Когда дело было сделано, сунул ТТ за пазуху и сказал:
– Пускай тут лежат. Кому нужны, тот за ними придет. А у нас новая задача. Дивизия прошла к Людинову. Нам утром выдвигаться на северо-запад. Ночевать будем в деревне. Убитых и раненых забираем с собой. Лейтенант Поярков, сколько убитых?
– Убитых нет. Четверо раненых.
Второй взвод тем временем зачищал болото. Остатки немцев, не желая сдаваться, выскакивали на дорогу, пытаясь, видимо, прорваться в лес, но тут же попадали под огонь пулеметов и минометов.
И все же пленных взяли. Лейтенант Шубников в сопровождении автоматчиков привел двоих: офицера и ефрейтора. Ротный обрадовался, тут же начал допрашивать офицера. Ефрейтора приказал увести. Сказал:
– Уведите, чтобы этот не стеснялся говорить правду.
Пояркову пришлось переводить. Выяснилось: в колонне двигались три гарнизона из деревень, которые подлежали выселению и уничтожению. Сорок шесть немецких солдат и двадцать шесть полицейских из числа самоохраны и карательного отряда.
– Вон оно что! Каратели? А ну-ка, Поярков, спросите его, почему не уничтожены деревни?
Поярков перевел. И тут же получил ответ.
– Он говорит, что уничтожение крестьянских жилищ не их дело. Они – солдаты, они – воюющая армия, а не жандармы. Деревнями, предназначенными к уничтожению, занимается специальная команда факельщиков из состава специальных подразделений полевой фельджандармерии. Они отселяют жителей и жгут жилища.
– Значит, и Пустошки – под огонь? Спросите его о Пустошках. Почему они до сих пор не сожжены?
– Пустошки должны сжечь сегодня.
– Так, все ясно. Первому и второму взводам – срочно выдвигаться в сторону деревни Пустошки. Первый взвод – по дороге. Второй – правее триста метров – на лыжах. Пулеметы и раненых погрузить на сани. Третий взвод… Поярков, вам до восемнадцати ноль-ноль оставаться здесь. Собрать трофеи. Вести наблюдение. Каждый час высылать делегата связи.
Когда первый и второй взводы ушли, Климантов спросил:
– Товарищ лейтенант, а что с этой делать?

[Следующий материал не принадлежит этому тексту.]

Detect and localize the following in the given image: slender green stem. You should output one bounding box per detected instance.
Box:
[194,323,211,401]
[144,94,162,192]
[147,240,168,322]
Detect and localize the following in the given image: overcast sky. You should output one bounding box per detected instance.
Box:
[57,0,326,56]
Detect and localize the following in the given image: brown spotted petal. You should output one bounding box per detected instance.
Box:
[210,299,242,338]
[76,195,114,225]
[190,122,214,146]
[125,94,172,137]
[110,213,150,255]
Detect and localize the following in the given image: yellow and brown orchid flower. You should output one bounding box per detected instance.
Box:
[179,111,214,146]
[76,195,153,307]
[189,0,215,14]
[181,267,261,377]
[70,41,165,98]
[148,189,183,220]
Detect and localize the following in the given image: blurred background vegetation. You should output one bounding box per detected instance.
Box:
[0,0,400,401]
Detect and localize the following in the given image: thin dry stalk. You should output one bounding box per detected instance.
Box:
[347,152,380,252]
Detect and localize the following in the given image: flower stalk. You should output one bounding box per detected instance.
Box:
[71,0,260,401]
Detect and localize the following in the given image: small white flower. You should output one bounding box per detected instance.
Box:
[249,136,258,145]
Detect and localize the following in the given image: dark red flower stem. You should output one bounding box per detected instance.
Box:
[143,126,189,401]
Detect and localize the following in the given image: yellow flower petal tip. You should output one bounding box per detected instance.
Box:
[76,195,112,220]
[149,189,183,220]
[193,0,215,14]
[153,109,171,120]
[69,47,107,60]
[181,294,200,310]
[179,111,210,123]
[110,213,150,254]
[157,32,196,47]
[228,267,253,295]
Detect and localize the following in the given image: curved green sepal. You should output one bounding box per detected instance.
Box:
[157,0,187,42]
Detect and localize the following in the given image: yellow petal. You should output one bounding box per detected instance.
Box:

Только теперь Поярков вспомнил о женщине, которая все это время не отходила от убитого полицейского.
Глава 7
Киров
Разведка вскоре вернулась и донесла: в Кирове гарнизон до одного пехотного полка; тяжелого вооружения нет; настроение у солдат неважное, нервничают, упаковывают свои вещи, снаряжение и в буквальном смысле сидят на узлах…
И полковник Соколов отдал приказ на атаку.
Пехотным полком, прикрывавшим Киров, оказался 348-й из состава 216-й пехотной дивизии, а также разрозненные подразделения разбитых частей и до роты полицейских.
Киров был взят 11 января. Немцы, видя, что русские наступают с артиллерией, оставили свои позиции и ушли в сторону Жиздры.